Published online by Cambridge University Press: 28 March 2008
HISTORIOGRAPHICAL ISSUES
Historians transform lived life into narrated life, and in this sense they are not unlike novelists. Intent notwithstanding, neither history nor novel copies human experience but, rather, selects, focuses, and retells and thereby inevitably reshapes. Even subtraction adds something new. And so though we go to both historians and novelists for “truth,” both are inherently disposed to falsification.
By selecting and subtracting, the interpretations of Japanese cultural history to date, particularly those of the Kamakura and Muromachi eras (roughly the twelfth through the sixteenth centuries) have focused on the “high” culture of the period; on the activities of the political, religious, and intellectual leaders of the time; and on the achievements of their close associates, eminent artists, architects, writers, and performers.
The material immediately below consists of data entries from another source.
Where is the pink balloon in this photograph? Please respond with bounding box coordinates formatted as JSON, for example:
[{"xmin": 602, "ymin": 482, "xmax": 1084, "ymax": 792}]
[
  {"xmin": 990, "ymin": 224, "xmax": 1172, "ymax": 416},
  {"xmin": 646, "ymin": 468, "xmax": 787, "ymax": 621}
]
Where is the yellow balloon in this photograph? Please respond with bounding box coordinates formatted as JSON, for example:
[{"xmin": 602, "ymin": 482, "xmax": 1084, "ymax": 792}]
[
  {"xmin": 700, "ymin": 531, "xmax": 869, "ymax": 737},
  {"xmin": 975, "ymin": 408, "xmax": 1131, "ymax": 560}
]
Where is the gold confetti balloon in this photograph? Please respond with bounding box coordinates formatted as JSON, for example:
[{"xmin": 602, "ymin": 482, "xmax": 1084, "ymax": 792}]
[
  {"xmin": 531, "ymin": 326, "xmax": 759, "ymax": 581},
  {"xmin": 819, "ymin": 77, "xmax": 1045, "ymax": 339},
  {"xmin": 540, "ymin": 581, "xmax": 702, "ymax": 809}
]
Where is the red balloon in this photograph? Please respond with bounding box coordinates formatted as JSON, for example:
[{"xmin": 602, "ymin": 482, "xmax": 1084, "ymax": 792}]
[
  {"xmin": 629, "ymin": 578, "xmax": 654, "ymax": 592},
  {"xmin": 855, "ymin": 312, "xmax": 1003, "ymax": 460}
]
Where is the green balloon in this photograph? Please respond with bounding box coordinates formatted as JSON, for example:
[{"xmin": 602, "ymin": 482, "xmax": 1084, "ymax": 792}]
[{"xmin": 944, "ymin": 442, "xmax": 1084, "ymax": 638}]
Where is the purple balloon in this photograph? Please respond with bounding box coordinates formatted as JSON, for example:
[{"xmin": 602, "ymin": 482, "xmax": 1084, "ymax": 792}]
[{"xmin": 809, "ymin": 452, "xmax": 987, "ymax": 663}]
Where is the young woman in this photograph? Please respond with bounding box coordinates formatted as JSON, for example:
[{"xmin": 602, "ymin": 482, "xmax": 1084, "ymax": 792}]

Even those historians who are interested in the culture of ordinary people tend to view them in comparison with the upper classes, and their accounts are thereby riveted to the same high-low polarity as are those of the historians with whom they are ideologically at odds. Ironically, therefore, an elite veneer stretches over the history of the middle ages, obscuring the texture and contours of the daily life of the great majority of medieval men and women, while leaving in darkness those creators of Japanese culture who have failed to qualify under these preferred definitions of history.
It is not that such lives are beyond historical retrieval. On the contrary, throughout the middle ages the daily life of ordinary citizens was often a subject of note, even in the diaries and historical records of the elite; it is therefore much more easily resurrected than might be imagined.